Claudia Mejia, the director of Sisma Woman, explains that in Colombia, men occupy the positions in which formal conversations about peace take place. The government and FARC teams currently negotiating a peace deal in Havana, Cuba, for example, feature only one woman. So, in order to make their voices heard, women must organise within civil society.
Mayerlis and Narrate to Live have spoken out so loudly that they have garnered support from international organisations such as the United Nations. This profile means that the government can no longer ignore them.
Mayerlis has even been invited to Havana to address the government and FARC teams there on the importance of securing women’s rights as part of the peace.
This year, Mayerlis decided to make her voice louder still by running for mayor of San Juan Nepomuceno, where her organisation’s headquarters are located. Although she didn’t win, she did manage to mobilise a large group of voters. But the volume of her voice has attracted new detractors.
Some of the women involved in the organisation have had their homes burned down. Anonymous pamphlets showing images of butchered women often arrive at its headquarters. Laptops and important documents have been stolen. But the most devastating attack they faced took place on October 5, 2015. It was campaign season and the women of Narrate to Live were meeting at one of the facilitators’ homes to plan an election event in San Juan Nepomuceno.
Mayerlis was on her way to meet them, accompanied by five bodyguards that were allocated to her by the government after a murder attempt in 2012.
As her car slowed to cross a small stream, a rain of bullets descended on it. She threw herself to the floor, her bodyguards covered her with their bodies, and the driver managed to keep driving. Minutes later, she arrived at her friend’s home, unable to speak and so distressed that she began to vomit.
None of the women would dare say who they thought was behind the attack.
“This is the patriarchy refusing to die,” says Mejia. “Women who raise their voices are being attacked, not only for defending women’s rights, but also for the simple fact of being women. Mayerlis lives in a society so chauvinist that it doesn’t tolerate a tiny woman like her having any power.”
That patriarchy may be linked to a new generation of paramilitarism that experts fear is growing in regions the AUC historically controlled. The AUC demobilised after reaching a deal with the Uribe administration in 2003, but it has effectively been transformed into gangs the government now calls BACRIM, short for Bandas Criminales, Spanish for Criminal Gangs.
Celis says the military structure of these gangs may have been dismantled but their economic and political influence remains. “The big winner of the Colombian armed conflict has been the paramilitary,” he says.

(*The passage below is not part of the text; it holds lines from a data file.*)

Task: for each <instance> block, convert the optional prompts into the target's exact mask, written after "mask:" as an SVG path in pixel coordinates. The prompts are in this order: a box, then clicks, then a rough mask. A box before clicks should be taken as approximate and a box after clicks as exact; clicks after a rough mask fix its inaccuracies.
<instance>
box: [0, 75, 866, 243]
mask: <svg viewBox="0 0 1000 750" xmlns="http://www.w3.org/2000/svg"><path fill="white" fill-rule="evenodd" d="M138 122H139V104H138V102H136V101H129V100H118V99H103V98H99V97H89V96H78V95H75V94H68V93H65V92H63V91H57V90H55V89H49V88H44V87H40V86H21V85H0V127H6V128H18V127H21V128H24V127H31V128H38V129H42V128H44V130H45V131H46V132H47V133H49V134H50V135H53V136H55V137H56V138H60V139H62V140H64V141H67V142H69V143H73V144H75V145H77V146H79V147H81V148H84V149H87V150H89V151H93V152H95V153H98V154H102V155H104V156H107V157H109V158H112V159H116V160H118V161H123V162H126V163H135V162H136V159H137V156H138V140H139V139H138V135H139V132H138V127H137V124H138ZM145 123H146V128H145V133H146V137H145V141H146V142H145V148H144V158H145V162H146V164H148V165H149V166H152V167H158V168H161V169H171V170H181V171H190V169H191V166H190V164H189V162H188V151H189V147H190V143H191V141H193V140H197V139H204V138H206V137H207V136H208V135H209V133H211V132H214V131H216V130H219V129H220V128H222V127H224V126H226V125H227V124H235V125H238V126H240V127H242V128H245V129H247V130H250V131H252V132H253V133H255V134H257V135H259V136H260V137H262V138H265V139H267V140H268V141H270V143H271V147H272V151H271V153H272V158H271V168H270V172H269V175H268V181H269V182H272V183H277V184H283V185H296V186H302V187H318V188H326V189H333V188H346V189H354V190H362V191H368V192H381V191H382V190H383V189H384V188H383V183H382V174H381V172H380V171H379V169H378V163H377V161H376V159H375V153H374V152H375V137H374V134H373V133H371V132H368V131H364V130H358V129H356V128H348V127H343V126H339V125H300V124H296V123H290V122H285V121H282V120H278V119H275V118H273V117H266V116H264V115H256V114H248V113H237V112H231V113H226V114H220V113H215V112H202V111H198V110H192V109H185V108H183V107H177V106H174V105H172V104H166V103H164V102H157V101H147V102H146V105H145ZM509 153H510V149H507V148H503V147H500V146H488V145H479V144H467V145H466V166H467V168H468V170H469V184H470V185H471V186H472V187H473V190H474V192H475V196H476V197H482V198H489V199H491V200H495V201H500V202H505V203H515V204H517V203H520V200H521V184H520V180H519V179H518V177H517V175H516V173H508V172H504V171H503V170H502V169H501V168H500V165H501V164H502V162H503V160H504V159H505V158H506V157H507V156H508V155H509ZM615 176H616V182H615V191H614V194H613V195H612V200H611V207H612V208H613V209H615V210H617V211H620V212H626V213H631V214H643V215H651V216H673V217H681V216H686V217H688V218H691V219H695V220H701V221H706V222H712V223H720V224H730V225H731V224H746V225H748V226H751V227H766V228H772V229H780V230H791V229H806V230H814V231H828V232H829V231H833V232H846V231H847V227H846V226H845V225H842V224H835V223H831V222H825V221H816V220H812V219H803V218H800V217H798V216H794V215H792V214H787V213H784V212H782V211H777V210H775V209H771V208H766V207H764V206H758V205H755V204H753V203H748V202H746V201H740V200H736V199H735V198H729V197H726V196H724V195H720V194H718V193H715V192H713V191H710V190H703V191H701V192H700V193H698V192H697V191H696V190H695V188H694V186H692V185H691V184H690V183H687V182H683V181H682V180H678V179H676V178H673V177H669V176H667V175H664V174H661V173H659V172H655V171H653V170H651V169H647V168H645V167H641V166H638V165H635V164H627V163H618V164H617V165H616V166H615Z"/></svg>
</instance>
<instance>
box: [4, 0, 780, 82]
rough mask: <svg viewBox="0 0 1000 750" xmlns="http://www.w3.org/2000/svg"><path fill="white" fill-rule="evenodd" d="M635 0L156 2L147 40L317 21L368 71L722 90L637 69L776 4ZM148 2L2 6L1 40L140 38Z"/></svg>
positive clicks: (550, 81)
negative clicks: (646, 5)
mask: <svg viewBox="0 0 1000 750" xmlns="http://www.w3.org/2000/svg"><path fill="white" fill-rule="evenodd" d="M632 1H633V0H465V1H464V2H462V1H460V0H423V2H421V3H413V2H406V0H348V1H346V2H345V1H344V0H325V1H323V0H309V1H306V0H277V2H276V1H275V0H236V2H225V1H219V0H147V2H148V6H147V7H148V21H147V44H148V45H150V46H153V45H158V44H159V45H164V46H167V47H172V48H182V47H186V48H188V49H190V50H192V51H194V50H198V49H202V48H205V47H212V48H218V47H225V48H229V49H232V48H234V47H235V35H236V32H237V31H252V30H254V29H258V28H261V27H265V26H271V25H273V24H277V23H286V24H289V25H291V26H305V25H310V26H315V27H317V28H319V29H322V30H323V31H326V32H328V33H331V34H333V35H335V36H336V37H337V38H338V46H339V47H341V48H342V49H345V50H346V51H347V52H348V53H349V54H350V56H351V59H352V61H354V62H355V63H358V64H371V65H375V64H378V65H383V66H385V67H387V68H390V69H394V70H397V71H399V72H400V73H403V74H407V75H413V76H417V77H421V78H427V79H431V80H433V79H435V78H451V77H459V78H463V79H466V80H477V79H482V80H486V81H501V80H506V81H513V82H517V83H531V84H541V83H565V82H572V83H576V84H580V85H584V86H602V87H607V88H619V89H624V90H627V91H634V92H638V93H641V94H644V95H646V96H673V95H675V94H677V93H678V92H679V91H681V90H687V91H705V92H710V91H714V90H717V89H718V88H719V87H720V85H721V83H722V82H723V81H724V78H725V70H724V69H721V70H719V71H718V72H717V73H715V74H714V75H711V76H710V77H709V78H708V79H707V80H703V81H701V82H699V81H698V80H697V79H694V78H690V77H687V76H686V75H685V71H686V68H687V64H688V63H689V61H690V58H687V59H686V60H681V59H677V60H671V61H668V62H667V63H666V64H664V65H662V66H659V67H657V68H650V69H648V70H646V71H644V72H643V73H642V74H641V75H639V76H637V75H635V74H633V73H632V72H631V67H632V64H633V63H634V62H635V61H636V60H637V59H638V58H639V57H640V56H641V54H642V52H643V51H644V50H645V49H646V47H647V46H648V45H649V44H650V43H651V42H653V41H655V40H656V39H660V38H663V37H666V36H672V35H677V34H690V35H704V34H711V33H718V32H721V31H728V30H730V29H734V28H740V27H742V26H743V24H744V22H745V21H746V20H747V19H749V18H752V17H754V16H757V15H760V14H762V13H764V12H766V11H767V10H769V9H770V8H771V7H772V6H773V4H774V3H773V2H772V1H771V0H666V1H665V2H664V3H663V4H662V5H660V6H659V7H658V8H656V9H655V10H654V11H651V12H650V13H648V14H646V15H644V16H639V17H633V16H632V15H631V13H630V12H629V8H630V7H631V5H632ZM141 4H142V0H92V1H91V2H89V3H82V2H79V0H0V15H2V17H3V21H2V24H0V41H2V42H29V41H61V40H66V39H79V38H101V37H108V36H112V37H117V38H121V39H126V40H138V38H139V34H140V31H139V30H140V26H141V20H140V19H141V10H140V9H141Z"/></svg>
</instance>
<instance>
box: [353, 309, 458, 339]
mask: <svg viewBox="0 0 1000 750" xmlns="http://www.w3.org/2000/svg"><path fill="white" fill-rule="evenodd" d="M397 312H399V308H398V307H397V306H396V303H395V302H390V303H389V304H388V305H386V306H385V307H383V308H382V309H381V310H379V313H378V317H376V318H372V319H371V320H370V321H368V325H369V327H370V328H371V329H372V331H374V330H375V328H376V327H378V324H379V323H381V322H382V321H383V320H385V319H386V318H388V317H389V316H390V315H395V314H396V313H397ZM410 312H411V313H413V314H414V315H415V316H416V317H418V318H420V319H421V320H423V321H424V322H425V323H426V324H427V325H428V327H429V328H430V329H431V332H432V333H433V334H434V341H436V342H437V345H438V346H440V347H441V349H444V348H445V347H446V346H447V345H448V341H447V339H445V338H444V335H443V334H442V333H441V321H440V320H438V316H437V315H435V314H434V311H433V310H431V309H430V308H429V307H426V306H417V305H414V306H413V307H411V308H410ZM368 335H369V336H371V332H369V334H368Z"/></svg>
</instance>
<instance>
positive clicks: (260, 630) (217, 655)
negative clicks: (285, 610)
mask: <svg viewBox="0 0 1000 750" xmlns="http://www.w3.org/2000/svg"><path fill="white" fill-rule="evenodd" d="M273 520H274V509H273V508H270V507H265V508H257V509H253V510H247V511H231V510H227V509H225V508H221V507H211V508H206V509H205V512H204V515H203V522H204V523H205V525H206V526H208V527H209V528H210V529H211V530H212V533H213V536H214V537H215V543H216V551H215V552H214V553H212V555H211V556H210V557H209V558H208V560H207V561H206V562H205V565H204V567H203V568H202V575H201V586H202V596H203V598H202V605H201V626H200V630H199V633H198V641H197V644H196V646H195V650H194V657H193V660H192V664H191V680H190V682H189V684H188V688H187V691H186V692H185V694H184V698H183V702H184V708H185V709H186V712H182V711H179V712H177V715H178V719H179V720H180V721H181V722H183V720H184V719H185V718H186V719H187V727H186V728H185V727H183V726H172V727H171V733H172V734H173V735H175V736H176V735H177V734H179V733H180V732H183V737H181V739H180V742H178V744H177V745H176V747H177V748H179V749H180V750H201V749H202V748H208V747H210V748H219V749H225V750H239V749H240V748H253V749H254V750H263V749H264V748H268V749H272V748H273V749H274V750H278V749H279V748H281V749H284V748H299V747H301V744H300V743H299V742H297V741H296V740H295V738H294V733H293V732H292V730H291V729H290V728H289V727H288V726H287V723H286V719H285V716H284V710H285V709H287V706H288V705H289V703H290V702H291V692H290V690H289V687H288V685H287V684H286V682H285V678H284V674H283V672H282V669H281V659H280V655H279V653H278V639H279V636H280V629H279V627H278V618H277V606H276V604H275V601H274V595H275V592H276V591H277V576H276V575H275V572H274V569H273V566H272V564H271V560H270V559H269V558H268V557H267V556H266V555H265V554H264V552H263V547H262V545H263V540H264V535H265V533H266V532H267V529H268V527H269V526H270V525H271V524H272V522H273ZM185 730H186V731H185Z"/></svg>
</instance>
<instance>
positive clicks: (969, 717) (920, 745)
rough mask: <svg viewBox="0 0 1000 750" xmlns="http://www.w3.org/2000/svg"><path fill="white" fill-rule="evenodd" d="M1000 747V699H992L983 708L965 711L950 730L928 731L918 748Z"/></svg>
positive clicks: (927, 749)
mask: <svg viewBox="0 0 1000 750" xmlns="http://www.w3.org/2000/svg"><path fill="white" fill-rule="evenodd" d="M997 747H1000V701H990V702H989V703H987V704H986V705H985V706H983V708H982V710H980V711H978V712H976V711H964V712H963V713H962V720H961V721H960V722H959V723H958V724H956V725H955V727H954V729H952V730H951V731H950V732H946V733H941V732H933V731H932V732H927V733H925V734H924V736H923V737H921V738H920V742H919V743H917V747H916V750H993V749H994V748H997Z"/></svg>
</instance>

The women now move between the different municipalities of Montes de Maria to avoid danger, and have chosen to congregate in smaller numbers and in secret places. “When we stop doing our activities, for fear of being hurt, we start to feel like there’s something missing,” says Suarez. “Narrate to Live is like that delicious dessert that you cannot stop eating. Except this dessert is actually good for you. It’s like a delicious, organic and super healthy dessert,” she adds.
But Mayerlis is still shaken and says there are times when she cannot stop crying. She has decided to take a step back from the organisation for a while. But she knows that at some point she will have to return.
“Collective forces are not that easy to sustain when a leader retires, or is not there,” says Mejia. “And those that attack her are very well aware of that.”
If they succeed in eradicating women like her, Mejia says, “the country will also suffer”.